On the evening of May 26th, the French-American Foundation and the Florence Gould Foundation celebrated the art of translation at their 22nd Annual Translation Prizes in Fiction and Nonfiction ceremony, held in the Gallery at the Century Association in Manhattan. Past winners of the prestigious award include Sandra Smith for her translation of Suite Française by Irène Némirovsky and Richard Howard for his translation of The Charterhouse of Parma by Stendhal.
The president of the French-American Foundation, Antoine Treuille, began the awards ceremony by reminding the assembled guests that, since they were founded in 1986, the Translation Prizes have sought to “enrich the cultural dialogue….give translators more visibility…and promote greater understanding” of French literature in the United States. He also noted the enormous importance of rewarding the publication and promotion of French literature in American publishing. Professor Thomas Bishop, the Florence Gould Professor at New York University and a member of the jury who chooses the prizewinners, followed Mr. Treuille at the podium, and reiterated his colleague’s remarks on the value of translation in this country. Very few foreign works are translated in America, Bishop noted, but nearly half of those few translations are French.
The 2009 prizes were awarded to Jody Gladding and Elizabeth Deshays for their translation of Pierre Michon’s Small Lives (Fiction) and to Matthew Cobb and Malcolm Debevoise for Life Explained, by Michel Morange (Nonfiction). Small Lives was Pierre Michon’s first novel, and won the Prix France Culture when it was first published in France in 1984. Life Explained is an ambitious and exceptional work about the history of life itself, and explores the fields of molecular genetics, evolutionary biology, astrobiology and philosophy. It was originally published in France by Odile Jacob.

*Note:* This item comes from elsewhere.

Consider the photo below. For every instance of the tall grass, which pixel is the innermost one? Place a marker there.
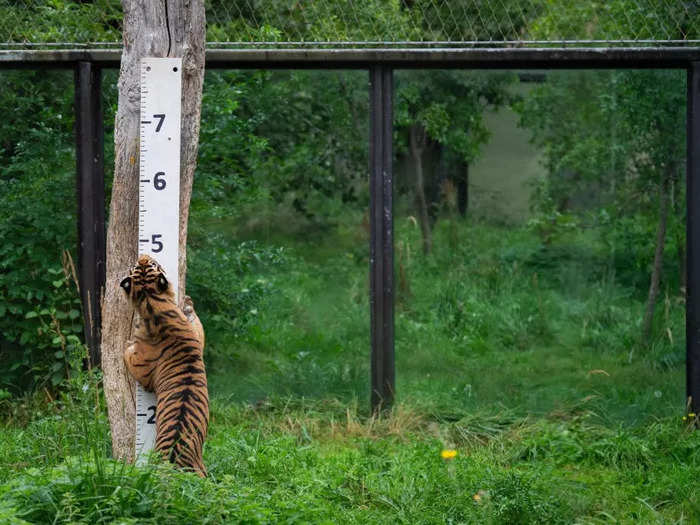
(524, 358)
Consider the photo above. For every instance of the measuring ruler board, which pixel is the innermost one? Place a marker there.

Included among the competition’s eleven finalists-five works of nonfiction and six of fiction-were the new translation of Victor Hugo’s Les Misérables, by Julie Rose, the bestselling The Elegance of the Hedgehog by Muriel Barbery, translated by Alison Anderson, and Albert Camus’s Notebooks 1951-1959, translated by Ryan Bloom.
In her acceptance speech, Jody Gladding, a poet and translator who has been a finalist for the prize previously, admitted that Small Lives (Vie minuscules) was the hardest thing she has ever translated. She pointed out that there is no better way to identify with the other than by translation, and that translating Michon’s seminal work forced her to articulate “a sensibility totally alien to [her] own.” It would seem that her articulation of that foreign sensibility was most triumphant.